Historically, businesses have kept documents to ‘be on the safe side’.  But, as we now see in the wake of last year’s Optus and Medibank data breaches, this approach is not without its risks.  As we rely more and more on computers and networks for our day-to-day business activities, so too does the sophistication, frequency and harm of cyber incidents grow.  ​In this article, we explore the various legislative requirements that cover the collection, security and retention of information, and the lessons emerging from the Optus and Medibank data breaches.

High-profile data breaches

While investigations are ongoing into the Optus and Medibank data breaches, we all know someone who has been affected.  But these are certainly not the first high profile hacks to expose very personal information of Australians.

  • In 2018, the Australian National University fell victim to a highly sophisticated spear-phishing cyber-attack affecting 200,000 students, where sensitive information dating back 19 years was accessed, including names, addresses, phone numbers, dates of birth, emergency contact details, tax file numbers, payroll information, bank account details and student academic results.
  • In 2019, Australian unicorn, Canva, suffered a data breach impacting 137 million of its users, including usernames, names, email addresses, passwords, and payment data.
  • In 2020, 47 Service NSW staff email accounts were hacked through a series of phishing attacks, leading to 5 million documents being accessed, 10 percent of which contained sensitive data impacting 104,000 people.
  • In 2021, Tasmanian Ambulance communications network was hacked, and every person requesting an ambulance between November 2020 and January 2021 had personal information posted online, including HIV status, gender, age and address of the emergency incident.
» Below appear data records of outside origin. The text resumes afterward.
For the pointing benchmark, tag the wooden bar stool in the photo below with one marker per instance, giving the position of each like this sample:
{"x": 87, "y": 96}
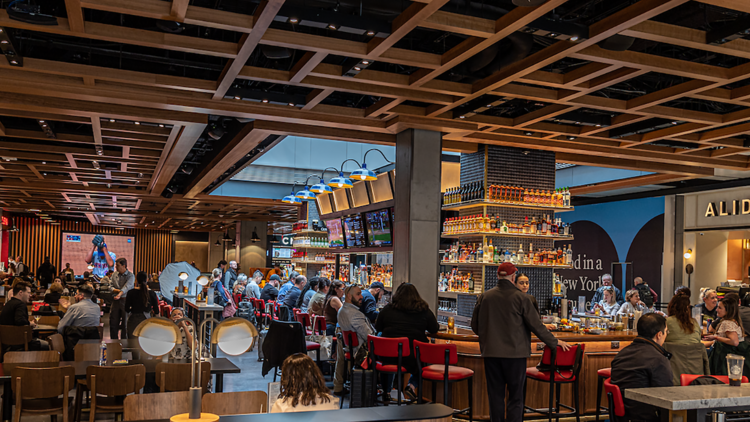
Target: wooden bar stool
{"x": 397, "y": 347}
{"x": 441, "y": 360}
{"x": 559, "y": 367}
{"x": 602, "y": 375}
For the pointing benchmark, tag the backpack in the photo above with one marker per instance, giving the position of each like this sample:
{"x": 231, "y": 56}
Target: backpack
{"x": 645, "y": 293}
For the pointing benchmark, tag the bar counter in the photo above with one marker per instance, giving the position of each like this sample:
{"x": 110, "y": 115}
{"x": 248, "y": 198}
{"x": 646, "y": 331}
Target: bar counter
{"x": 598, "y": 354}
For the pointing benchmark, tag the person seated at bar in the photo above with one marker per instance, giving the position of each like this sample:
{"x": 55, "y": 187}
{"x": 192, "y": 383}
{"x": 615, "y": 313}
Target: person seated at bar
{"x": 729, "y": 337}
{"x": 709, "y": 302}
{"x": 522, "y": 282}
{"x": 15, "y": 313}
{"x": 303, "y": 388}
{"x": 84, "y": 313}
{"x": 317, "y": 302}
{"x": 683, "y": 329}
{"x": 632, "y": 303}
{"x": 350, "y": 318}
{"x": 608, "y": 305}
{"x": 333, "y": 302}
{"x": 55, "y": 292}
{"x": 607, "y": 282}
{"x": 270, "y": 290}
{"x": 408, "y": 315}
{"x": 644, "y": 363}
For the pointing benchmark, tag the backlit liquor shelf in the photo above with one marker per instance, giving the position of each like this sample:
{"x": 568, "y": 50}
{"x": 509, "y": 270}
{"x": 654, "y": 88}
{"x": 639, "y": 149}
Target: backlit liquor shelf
{"x": 545, "y": 236}
{"x": 495, "y": 264}
{"x": 523, "y": 205}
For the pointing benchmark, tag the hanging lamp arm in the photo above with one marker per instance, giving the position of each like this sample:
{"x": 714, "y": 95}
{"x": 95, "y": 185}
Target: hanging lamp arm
{"x": 364, "y": 159}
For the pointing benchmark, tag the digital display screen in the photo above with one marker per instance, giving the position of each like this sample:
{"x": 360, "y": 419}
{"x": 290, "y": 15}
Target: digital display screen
{"x": 378, "y": 228}
{"x": 354, "y": 231}
{"x": 335, "y": 237}
{"x": 79, "y": 250}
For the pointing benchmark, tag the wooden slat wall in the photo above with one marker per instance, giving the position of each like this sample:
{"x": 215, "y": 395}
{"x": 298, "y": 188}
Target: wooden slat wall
{"x": 37, "y": 239}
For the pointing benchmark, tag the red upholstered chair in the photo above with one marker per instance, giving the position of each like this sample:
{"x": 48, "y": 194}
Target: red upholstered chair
{"x": 351, "y": 341}
{"x": 397, "y": 347}
{"x": 602, "y": 374}
{"x": 559, "y": 367}
{"x": 686, "y": 379}
{"x": 441, "y": 360}
{"x": 614, "y": 396}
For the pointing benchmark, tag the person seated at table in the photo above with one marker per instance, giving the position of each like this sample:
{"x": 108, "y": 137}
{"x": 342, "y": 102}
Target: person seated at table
{"x": 83, "y": 313}
{"x": 729, "y": 337}
{"x": 642, "y": 364}
{"x": 408, "y": 315}
{"x": 608, "y": 305}
{"x": 16, "y": 313}
{"x": 709, "y": 302}
{"x": 140, "y": 303}
{"x": 683, "y": 329}
{"x": 632, "y": 303}
{"x": 303, "y": 388}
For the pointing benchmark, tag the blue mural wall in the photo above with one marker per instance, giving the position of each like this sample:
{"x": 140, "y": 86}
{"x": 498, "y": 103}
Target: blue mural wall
{"x": 624, "y": 231}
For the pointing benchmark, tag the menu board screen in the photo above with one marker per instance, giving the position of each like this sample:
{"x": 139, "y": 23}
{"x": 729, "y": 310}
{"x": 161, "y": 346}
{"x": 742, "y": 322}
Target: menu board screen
{"x": 335, "y": 238}
{"x": 378, "y": 228}
{"x": 354, "y": 231}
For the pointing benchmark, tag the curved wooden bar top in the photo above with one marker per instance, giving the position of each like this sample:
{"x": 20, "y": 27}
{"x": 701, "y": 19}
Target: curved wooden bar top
{"x": 599, "y": 352}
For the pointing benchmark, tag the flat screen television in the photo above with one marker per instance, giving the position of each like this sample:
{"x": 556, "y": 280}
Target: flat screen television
{"x": 354, "y": 231}
{"x": 335, "y": 236}
{"x": 378, "y": 228}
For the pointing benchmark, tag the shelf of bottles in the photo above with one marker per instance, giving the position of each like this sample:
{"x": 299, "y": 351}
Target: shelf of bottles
{"x": 474, "y": 194}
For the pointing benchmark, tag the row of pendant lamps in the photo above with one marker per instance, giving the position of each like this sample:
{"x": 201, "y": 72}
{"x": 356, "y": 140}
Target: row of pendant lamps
{"x": 309, "y": 193}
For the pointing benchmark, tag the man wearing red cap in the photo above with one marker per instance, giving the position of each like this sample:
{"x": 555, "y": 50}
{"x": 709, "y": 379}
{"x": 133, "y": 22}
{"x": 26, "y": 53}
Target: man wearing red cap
{"x": 504, "y": 318}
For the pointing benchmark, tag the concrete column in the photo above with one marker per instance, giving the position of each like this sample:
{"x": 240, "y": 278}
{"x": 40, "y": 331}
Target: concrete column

These events underscore the urgency of assessing the vulnerability of our information management systems and our privacy and data breach procedures

The World Wide Web: Convenience & Insecurity

The World Wide Web is the single most important platform for doing business in modern times.  It was invented in 1989 by an English scientist as a catalogue for scientists in different locations around the world to easily find and view data. At that time, the Web was not seen or used as a place to store personal information, but as a platform designed for openness and flexibility.  Accordingly, security concerns were minimal.

Fast forward three decades to a time when we all carry our own personal computers connected to the World Wide Web on which we do everything from verifying our identity to paying our bills to making real time investments.  Understanding cybersecurity is therefore critical to business’ risk management approach and regulatory compliance. While we need not be experts, we do need to know how to keep our clients’ information safe to comply with our legal obligations.

Regulatory spotlight: Privacy & Cybersecurity

Information that is required to be collected and retained by licensees in the provision of financial and credit services encompasses ‘personal information’ as defined under the Privacy Act[1].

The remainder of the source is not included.